Walikota Palopo yang diwakili oleh Asisten I Bidang Pemerintahan Kota Palopo, Drs.H.Burhan Nurdin menyampaikan sambutan sekaligus membuka kegiatan sosialisasi budaya sensor mandiri.

Dalam sambutan tersebut disampaikan bahwa film yang ditayangkan khususnya di seluruh wilayah Indonesia, haruslah sesuai arah dan tujuan perfilman Indonesia sebagaimana tertuang dalam Undang-undang perfilman.

“Setiap industri perfilman di Indonesia pasti sudah tidak asing lagi dengan Lembaga Sensor Film yaitu satu-satunya lembaga yang menjadi regulator perfilman di Indonesia”.

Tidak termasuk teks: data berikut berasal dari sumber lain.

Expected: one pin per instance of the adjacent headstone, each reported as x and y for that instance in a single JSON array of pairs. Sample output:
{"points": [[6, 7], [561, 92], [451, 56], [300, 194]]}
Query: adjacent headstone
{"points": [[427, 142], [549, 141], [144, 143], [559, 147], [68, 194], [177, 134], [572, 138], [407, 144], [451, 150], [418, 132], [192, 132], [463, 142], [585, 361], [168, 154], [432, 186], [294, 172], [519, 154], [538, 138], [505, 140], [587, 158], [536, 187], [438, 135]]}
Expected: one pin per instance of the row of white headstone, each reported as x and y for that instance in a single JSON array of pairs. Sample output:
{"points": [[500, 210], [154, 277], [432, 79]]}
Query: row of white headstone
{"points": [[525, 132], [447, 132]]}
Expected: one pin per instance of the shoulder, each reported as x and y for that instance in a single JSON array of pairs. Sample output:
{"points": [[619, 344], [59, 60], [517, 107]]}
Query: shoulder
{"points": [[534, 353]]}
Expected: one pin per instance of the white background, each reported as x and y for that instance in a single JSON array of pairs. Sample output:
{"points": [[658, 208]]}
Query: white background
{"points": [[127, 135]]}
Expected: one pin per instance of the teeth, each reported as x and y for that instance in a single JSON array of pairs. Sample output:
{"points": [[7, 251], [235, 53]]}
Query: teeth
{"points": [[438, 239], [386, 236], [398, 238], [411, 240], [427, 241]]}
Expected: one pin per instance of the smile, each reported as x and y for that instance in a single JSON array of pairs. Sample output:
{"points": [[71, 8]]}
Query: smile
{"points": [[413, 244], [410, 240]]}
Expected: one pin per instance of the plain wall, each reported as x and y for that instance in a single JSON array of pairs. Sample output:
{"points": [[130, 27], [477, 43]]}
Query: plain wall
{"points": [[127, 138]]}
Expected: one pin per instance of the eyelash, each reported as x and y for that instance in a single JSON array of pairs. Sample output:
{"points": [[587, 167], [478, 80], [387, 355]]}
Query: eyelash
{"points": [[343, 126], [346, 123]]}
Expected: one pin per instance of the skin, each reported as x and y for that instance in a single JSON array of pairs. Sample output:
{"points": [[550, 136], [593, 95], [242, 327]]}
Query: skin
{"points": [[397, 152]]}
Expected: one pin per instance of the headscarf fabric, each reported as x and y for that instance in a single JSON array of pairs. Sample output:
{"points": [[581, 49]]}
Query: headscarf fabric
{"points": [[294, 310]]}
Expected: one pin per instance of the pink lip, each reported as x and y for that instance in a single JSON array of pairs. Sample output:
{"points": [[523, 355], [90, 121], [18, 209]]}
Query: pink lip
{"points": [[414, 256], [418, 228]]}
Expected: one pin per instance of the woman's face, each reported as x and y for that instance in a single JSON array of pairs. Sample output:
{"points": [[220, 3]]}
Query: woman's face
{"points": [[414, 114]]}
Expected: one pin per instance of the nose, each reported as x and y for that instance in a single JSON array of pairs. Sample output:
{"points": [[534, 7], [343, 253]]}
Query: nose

Lanjutnya menyatakan Lembaga Sensor Film (LSF) berfungsi melindungi masyarakat dari kemungkinan dampak negatif yang timbul dalam peredaran, pertunjukan dan atau penayangan film dan reklame film yang tidak sesuai dengan dasar, arah dan tujuan perfilman Indonesia.

“Setiap film yang akan diputar atau ditayangkan baik oleh stasiun TV maupun bioskop layar lebar terlebih dahulu harus disensorkan ke Lembaga Sensor Film untuk mendapatkan surat lulus sensor”.

Terkait hal tersebut, Burhan Nurdin berharap dan mengajak agar membudayakan kesadaran diri untuk memilah dan memilih tontonan yang layak bagi diri dan lingkungan terdekat, agar kelak masyarakat kita utamanya masyarakat Kota Palopo memiliki budaya kesadaran dalam melaksanakan sensor mandiri.

“Demi terjaganya generasi muda Palopo dari pengaruh buruk tayangan-tayangan yang ada disekitar kita. Namun yang paling penting peran diri sendiri, orang tua dan keluarga dalam melakukan pemilihan tontonan sangat diharapkan,” tutupnya.

Beberapa tayangan film yang tak patut ditonton selain mengumbar pornografi, penyimpangan seksual, juga adegan kekerasan, darah serta film bertemakan ideologi asing dan radikalisme yang tak sejalan dengan budaya dan falsafah bangsa kita yang merusak sendi dan tatanan dalam masyarakat.

Dilanjutkan dengan penyerahan plakat LSF ke Pemerintah Kota Palopo diterima oleh Asisten I mewakili Walikota Palopo, dan juga sekaligus penyerahan piagam penghargaan LSF ke Dinas Pariwisata dan Ekonomi Kreatif, diterima oleh perwakilan dari Dinas Pariwisata dan Ekonomi Kreatif.

Kegiatan sosialisasi yang diakhiri dengan penyampaian materi oleh Narasumber dari Anggota Lembaga Sensor Film (LSF), Samsul Lussa. Yang dihadiri oleh beberapa peserta dari unsur mahasiswa, siswa-siswi serta para penggiat film, dan jajaran Dinas Pariwisata dan Ekonomi Kreatif.